第14話 モヤモヤ

 僕は兎に角必死に警察への言い訳を考える。

 時々涼海さんも、侍に襲われたことにすれば?とか葉隠忍者のクナイにやられたことにしようよとかアドヴァイスをくれるが、無論そんな話しは現代の警察には通じない。


 考え疲れたので、僕は再び頭を枕の上に乗せて横になった。

 鈴海さんも話し合いが完全に止まってしまい疲れたのか、いつものように僕の横に添い寝した。僕は身体をベッドの端へとずらして涼海さんのスペースを作る。涼海さんはできたスペースへ身体を捩じ込んだ。しばらくすると涼海さんの寝息が聞こえてきた。驚くべきことに鈴海さんは幽霊だがきちんと睡眠をとるのだ。人間の時からの習慣だからと言うが、本当に寝られるのがすごい。ただ、僕は幽霊に睡眠が役に立つのかは微妙なところだと思っている。


 静かだ。もうこの部屋には涼海さんの寝息しか聞こえない。

 僕に気を遣ってか警察の部屋へは入ってこない。聴取は明日の朝になる思うが、時間は残り少ない。時計は午前三時を指している。ここまで何も浮かばないとは思いもよらなかった。

 通り魔をでっち上げる訳にもいかないので、もう何も見ていないし、いきなり切りつけられたで通すしかないのかもしれない。対策本部を立てて、いるはずのない通り魔を調べている警察に申し訳ない限りだ。取り調べで、犯人は妖ですと言えば言ったで、僕は違う病院に入れられてしまうだろうし、あまり適当な事を言って整合性が取れないと狂言まで疑われてしまう。ああ、何て難しい舵取りなんだろう…

 中学生の頭ではこれが限界なのかもしれない。もっと人生経験を積んで、世の中の仕組みがわかってくれば違う対処もできるかもしれないが、それはタイムリープでもしない限り無理だ。

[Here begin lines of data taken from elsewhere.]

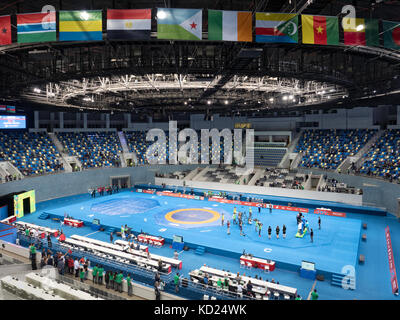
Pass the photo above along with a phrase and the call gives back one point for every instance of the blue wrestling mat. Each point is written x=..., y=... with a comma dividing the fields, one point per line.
x=199, y=222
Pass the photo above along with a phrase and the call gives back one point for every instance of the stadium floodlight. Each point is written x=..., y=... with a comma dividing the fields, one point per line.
x=360, y=27
x=85, y=15
x=161, y=14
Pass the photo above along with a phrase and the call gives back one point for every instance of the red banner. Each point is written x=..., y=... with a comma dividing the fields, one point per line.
x=392, y=267
x=238, y=202
x=287, y=208
x=328, y=212
x=179, y=195
x=145, y=191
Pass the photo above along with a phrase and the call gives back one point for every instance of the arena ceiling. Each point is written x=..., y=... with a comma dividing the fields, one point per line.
x=167, y=76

 何か僕に有利な事はないだろうかと考えてみると、一つある。


 さすがの警察も普通の中学生が校門を破壊したとは思わないだろう。変な音がして校門がいきなり壊れたと鳥丸さんも警察に証言しているはずだ。これは強みだ。でも、銛のような何かで第三者に刺された事実は揺るがない。結局は誰かを犯人にしなくてはならないのだ。

 

 いい加減腹を決めなければならない。


 横では、「くかー」と鼻息を立てて涼海さんが気持ちよさそうに寝ている。まだ触る事はできないが、その存在は日を追うごとにはっきりしてくる。涼海さんはどんな事があっても僕のそばにいて、味方でいてくれるのだろうか?寝顔をよく見れば、やはりかなりの美人だ。

 余計な思考が混ざってくる。

 慌てて僕は涼海さんと逆の方向を見た。真っ暗な中、ナースコールボタンだけが妙に明るく照っている。僕は掛け布団を首元まであげて目を瞑った。布団の心地よい暖かさに反比例して僕の心の中は寒い。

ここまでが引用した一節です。